ETL Testing – Data Completeness


Checking Data Completeness is done to verify that the data in the target system is as per expectation after loading.

The common tests that can be performed for this are as follows −

  • Checking Aggregate functions (sum, max, min, count),

  • Checking and validating the counts and the actual data between the source and the target for columns without transformations or with simple transformations.

Count Validation

Compare the count of number of records in the source and the target tables. It can be done by writing the following queries −

SELECT count (1) FROM employee; 
SELECT count (1) FROM emp_dim; 

Data Profile Validation

It involves checking the aggregate functions such as count, sum, and max in the source and target tables (fact or dimension).

Column Data Profile Validation

It involves comparing the distinct values and the count of rows for each distinct value.

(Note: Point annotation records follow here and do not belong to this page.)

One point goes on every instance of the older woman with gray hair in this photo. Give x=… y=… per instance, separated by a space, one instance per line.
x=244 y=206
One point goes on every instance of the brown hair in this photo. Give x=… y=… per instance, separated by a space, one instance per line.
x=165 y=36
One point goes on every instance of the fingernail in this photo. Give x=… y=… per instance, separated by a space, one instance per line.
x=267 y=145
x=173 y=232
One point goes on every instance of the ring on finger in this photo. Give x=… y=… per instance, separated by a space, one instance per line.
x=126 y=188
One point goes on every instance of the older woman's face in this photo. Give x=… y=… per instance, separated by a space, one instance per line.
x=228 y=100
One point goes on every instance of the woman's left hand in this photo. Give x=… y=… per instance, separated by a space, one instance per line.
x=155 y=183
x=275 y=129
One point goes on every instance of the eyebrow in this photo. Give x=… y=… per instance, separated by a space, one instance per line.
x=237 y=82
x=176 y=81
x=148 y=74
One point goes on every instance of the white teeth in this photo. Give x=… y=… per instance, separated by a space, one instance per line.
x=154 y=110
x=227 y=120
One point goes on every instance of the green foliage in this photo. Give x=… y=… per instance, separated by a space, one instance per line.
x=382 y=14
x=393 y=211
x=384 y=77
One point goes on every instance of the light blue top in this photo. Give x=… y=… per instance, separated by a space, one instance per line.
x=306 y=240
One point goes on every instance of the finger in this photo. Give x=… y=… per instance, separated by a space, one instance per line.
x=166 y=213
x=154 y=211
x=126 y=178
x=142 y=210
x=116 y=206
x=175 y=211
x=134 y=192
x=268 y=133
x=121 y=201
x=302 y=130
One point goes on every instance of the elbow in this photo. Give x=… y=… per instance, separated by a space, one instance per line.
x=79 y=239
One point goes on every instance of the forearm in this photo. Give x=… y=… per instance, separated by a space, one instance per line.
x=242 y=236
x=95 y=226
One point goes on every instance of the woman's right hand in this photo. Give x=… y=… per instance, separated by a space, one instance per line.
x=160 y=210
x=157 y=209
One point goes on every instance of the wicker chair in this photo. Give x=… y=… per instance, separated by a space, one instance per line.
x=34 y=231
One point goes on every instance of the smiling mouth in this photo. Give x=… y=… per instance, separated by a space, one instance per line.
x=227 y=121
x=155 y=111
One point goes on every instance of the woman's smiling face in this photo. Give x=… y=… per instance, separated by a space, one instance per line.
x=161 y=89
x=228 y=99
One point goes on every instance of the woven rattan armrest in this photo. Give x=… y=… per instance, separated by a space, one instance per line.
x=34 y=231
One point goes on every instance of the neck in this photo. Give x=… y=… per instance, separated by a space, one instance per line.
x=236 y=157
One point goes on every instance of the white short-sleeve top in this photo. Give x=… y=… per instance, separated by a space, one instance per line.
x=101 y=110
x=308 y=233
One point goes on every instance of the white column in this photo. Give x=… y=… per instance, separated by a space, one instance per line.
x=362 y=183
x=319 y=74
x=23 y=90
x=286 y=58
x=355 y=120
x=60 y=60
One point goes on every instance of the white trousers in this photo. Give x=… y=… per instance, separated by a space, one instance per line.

SELECT city, count(*) FROM employee GROUP BY city; 
SELECT city_id, count(*) FROM emp_dim GROUP BY city_id;

Duplicate Data Validation

It involves validating the primary key and the unique key in a column or in combination of columns that should be unique as per the business requirements. You can use the following query to perform duplicate data validation −

SELECT first_name, last_name, date_of_joining, count (1) FROM employee
GROUP BY first_name, last_name HAVING count(1)>1;